I’m the Police Chief, Fire Marshal, Mayor, and Chief Engineer here. I can pee off my front porch and shoot out my back door. We skinny-dip in our largest pond. The only loud sounds here are the ones I make. It’s very different from Boston. There is no pizza delivery, no Chinese delivery, no sirens, no door-to-door unconstitutional searches by paramilitary SWAT teams. Indiana is the only state in the Union which has a law on the books allowing you to shoot a uniformed police officer if he breaks into your home. (And a very strange court case behind that.) In the winter when the power goes out we simply step back 150 years and carry on. Our ancestors made out pretty well with kerosene lamps and wood burning stoves. We can too. And I defy anyone on the planet to show me a more serene, peaceful, and meditative spot than my little four-inch deep creek that bubbles through the forest at my extreme northern boundary. If I could bottle that sound, Prozac would go bankrupt.

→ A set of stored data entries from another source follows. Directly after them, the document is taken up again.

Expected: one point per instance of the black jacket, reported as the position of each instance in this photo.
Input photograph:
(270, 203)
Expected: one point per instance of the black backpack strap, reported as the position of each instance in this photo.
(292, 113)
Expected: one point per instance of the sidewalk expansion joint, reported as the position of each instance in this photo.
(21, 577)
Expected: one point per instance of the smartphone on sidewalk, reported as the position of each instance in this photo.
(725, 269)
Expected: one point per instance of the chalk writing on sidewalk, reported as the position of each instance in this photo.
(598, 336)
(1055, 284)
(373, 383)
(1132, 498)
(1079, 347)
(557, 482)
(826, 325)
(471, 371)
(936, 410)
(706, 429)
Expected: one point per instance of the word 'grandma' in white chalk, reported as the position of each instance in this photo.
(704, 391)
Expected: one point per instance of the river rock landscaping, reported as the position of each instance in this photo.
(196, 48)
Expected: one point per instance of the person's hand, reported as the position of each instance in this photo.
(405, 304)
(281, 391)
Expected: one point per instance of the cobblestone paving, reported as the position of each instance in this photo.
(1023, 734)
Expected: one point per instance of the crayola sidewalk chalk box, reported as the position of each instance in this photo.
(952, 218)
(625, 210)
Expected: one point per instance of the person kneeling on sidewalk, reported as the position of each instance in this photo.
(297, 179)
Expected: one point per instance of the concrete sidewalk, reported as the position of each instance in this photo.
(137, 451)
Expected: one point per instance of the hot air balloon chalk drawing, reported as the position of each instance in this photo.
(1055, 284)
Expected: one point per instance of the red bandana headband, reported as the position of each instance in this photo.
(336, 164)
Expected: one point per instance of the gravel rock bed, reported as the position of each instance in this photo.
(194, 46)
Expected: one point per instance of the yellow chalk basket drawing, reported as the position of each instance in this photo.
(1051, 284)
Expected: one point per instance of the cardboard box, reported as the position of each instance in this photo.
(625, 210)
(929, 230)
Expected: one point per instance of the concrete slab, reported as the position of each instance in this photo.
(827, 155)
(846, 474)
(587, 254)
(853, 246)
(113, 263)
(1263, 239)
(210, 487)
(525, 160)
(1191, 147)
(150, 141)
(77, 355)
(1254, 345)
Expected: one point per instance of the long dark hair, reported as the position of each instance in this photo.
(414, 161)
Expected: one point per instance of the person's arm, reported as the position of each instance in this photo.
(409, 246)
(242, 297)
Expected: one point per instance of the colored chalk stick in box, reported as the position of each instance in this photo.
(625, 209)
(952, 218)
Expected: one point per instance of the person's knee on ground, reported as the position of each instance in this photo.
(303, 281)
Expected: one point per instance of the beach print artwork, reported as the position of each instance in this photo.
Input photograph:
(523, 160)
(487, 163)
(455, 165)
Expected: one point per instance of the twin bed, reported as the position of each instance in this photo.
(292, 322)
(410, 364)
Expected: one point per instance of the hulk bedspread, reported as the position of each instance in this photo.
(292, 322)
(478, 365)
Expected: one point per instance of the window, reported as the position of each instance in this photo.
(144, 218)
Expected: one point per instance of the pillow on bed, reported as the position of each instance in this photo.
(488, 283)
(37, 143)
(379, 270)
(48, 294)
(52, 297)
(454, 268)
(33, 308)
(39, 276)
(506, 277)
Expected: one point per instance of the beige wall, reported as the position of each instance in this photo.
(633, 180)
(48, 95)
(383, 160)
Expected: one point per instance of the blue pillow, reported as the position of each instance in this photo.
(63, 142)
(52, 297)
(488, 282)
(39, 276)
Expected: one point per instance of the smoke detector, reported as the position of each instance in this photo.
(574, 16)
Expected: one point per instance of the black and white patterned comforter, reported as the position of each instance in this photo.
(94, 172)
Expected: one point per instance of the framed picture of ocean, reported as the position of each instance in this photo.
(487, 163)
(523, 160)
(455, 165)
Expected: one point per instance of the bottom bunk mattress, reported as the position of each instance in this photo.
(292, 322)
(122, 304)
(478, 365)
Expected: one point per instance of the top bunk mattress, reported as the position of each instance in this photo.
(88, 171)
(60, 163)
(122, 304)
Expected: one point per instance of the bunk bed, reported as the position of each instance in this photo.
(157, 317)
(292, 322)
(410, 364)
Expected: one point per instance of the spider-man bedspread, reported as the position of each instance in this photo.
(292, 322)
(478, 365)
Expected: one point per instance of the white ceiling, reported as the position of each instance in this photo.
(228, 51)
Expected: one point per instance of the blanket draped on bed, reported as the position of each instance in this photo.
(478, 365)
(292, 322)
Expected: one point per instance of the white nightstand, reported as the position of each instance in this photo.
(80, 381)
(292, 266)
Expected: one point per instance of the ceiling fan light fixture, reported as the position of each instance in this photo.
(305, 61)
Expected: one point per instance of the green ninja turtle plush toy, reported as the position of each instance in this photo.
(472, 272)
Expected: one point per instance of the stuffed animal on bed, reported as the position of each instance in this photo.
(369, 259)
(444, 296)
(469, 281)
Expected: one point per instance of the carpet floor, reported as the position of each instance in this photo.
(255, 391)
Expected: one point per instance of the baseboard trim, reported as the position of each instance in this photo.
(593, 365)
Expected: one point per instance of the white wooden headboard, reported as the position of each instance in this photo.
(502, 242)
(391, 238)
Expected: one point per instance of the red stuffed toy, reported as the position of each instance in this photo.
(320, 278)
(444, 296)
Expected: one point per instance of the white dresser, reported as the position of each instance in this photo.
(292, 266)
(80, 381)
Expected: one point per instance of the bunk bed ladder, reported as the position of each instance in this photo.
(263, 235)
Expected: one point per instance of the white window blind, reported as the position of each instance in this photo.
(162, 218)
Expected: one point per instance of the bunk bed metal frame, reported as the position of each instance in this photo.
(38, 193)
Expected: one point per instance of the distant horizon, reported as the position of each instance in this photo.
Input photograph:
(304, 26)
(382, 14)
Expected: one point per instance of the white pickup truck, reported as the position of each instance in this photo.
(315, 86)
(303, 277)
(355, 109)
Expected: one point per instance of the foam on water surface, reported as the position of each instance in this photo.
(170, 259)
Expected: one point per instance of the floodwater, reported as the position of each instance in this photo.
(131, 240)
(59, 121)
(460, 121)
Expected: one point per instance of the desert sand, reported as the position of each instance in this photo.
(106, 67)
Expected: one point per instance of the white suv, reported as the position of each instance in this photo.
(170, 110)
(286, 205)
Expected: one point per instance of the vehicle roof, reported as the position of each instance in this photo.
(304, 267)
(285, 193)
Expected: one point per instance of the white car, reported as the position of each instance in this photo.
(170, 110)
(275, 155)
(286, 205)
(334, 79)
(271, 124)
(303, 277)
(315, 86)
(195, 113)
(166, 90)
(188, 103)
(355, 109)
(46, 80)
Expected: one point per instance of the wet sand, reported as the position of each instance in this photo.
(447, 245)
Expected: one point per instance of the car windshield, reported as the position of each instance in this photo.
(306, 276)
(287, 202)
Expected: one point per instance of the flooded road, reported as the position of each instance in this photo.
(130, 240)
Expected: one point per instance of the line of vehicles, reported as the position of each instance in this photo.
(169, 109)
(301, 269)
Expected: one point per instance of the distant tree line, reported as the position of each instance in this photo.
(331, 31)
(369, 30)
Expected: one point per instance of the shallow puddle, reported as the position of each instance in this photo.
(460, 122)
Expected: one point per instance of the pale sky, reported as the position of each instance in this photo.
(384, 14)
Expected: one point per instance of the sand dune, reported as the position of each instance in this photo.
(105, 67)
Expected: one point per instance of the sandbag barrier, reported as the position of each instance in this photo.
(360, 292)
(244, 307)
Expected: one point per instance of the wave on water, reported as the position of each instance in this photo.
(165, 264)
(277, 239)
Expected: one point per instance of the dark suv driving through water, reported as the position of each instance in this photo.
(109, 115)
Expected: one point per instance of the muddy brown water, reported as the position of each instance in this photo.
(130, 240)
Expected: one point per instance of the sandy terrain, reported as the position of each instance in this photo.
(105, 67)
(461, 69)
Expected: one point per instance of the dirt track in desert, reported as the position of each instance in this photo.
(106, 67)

I registered to vote during the first year 18 year-olds got suffrage, 1971. I was and am a registered Independent, though very few Independents run for anything nowadays. I consider myself a Libertarian and often wonder why Zach and I have not strangled each other over these many years. It’s because he’s a great guy and I’m not too bad a soul either. We are both well educated, stay well informed, both listen carefully to other points of view, and both see in shades of gray—not black and white. And when he comes away with some ridiculous, half-wit idea of how this world should work, it ain’t my fault.
I hope you’ll find me acceptable for this while. At one time or another I have argued with everyone I know and yet if I have an enemy, I’m not aware of it. All I ask of you is a chance. You may grow to like me too if you’re not careful.